Wygląda co najmniej dziwnie, ale z drugiej strony eksperymenty z kształtami instrumentów to nic nowego. W latach osiemdziesiątych Gary Moore grywał na dziwacznej Synth Axe.
A na przykład John Lennon z powodzeniem wykorzystywał gitarę Sardonyx do nagrywania ostatniego solowego albumu.
Przegląd najdziwniejszych gitar to temat na osobny artykuł, którego możecie się zresztą tutaj spodziewać, jednak dzisiaj przyglądamy się konkretnemu projektowi. Nazywa się Curvo i został zaprojektowany przez Ezrę Feldmana.

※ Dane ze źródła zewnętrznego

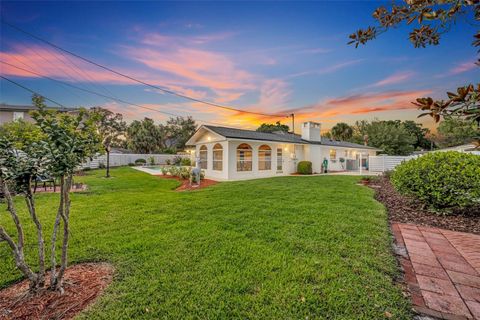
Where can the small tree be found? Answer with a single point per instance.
(110, 127)
(67, 141)
(18, 168)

Instrument, choć stara się być wierny swemu pierwowzorowi, nie posiada strun. Gdyby je miał, osiągnięcie tak wygiętego kształtu byłoby niemożliwe. Zamiast strun wewnątrz gryfu zamontowano czujniki, które przekazują dalej informacje o tym gdzie w danej chwili znajduje się palec grającego i jaki dźwięk powinien wybrzmieć. Dodatkowo instrument został wyposażony w system do kontrolowania efektów brzmieniowych
Za pomocą technologii bezprzewodowej połączy się z aplikacją na naszym telefonie i pozwoli sterować syntezatorem imitującym brzmienia prawdziwych gitar. Użytkownik może sobie wybrać zarówno styl brzmienia do ulubionego gatunku muzycznego, jak i ręcznie poustawiać wirtualne gałki wzmacniaczy i efektów. Możliwości są naprawdę ogromne.
Czy jednak Curvo zastąpi gitarę? To bardzo mało prawdopodobne. Do tej pory przez wieki ludzkość śledziła wiele wynalazków muzycznych, jednak bardzo inne mniej rewolucyjne, jednak na zupełnie zastąpienie tradycji nowoczesną techniką jest zdecydowanie za wcześnie. Mamy już zrobotyzowane gitary, uczące nas muzyki ukulele, jednak magia strun i drewna wciąż pozostaje żywa. Nawet, jeśli czasem się rozstroi.